M0: Setup & Centralized Computing

Collaboration: Individual milestone Completion: About 10-12 hours (but might take longer if content is unfamiliar/new.) Deadline: Monday, Feb. 5, 2024 (11:59PM ET) Latest handout version: CS1380:2024:M0 GitHub repo: https://github.com/brown-cs1380/m0

Introduction

This milestone combines several goals:

Set up and familiarize students with the environment and infrastructure used for each of these assignments
Refresh (and confirm) everyone's background on developing systems in the languages and libraries used in this course
Develop the distribution-as-a-library abstractions that will form the basis throughout the course
Start thinking about modularizing and testing the system throughout the development process.

A fortunate byproduct is that students will familiarize themselves with environments used extensively in industry: the Docker containment environment, Unix/Linux shell scripts, a popular server-side JavaScript runtime environment, and the Node.js package manager.

Background and Context

Fundamentally, a search engine for the web is comprised of three components:

Crawling subsystem, i.e. a subsystem for downloading web content, extracting links, and downloading further content.
Indexing subsystem, i.e., a subsystem that processes content to extract key features, rank their importance, and restructure content to accelerate answering queries.
Querying subsystem, i.e., a subsystem that is responsible for receiving a query from a client and responding with the most appropriate content.

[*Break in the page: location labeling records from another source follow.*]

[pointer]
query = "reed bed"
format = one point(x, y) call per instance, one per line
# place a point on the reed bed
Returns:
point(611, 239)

For this milestone, we will be developing the simplest possible subsystems using a combination of shell commands and JavaScript modules — enough to get a good sense of these three components. We will also test our implementation, characterize our solution — a preliminary version of the final report—and reflect on some of the design decisions.

The following online resources might be useful for this assignment:

Docker installation and usage cheatsheet
Unix and Linux shell scripting guide and cheatsheet
The Node v.20 LTS documentation
A primer on Git and GitHub

Please skim the entire assignment before diving into these resources, and only study these resources on a need basis. In any case, make sure that you use version control—ideally Git and GitHub, possibly with the educational pack—and that you commit and push frequently.

Under FAQ, we have compiled a list of questions that were asked a lot in the previous iteration of the assignment. Make sure to check these out first before asking questions on EdStem or coming to Office Hours!

Setting up your Environment

The development environment assumes a standard Unix/Linux environment. Windows and Mac OS X users can easily use a Docker container that has been set up with appropriate versions of a Linux distribution (Ubuntu 22.04.3 LTS), userspace utilities (GNU Coreutils v.8.32-4), the ShellCheck linting tool (v. 0.8), a JavaScript engine (Node v20.9.0), the node package manager (v.10.1), and basic support for editing, versioning, and checkpointing.

Using a standardized Docker container has several advantages, even for Linux users:

Users avoid incompatibilities between software for this class and other software on your machine
In the unfortunate event that something goes wrong, users can simply wipe the container and restart it from a known checkpoint
The container image works in every environment, including the grading infrastructure
Containerization simplifies deployment in a real distributed environment such as AWS (later in the course).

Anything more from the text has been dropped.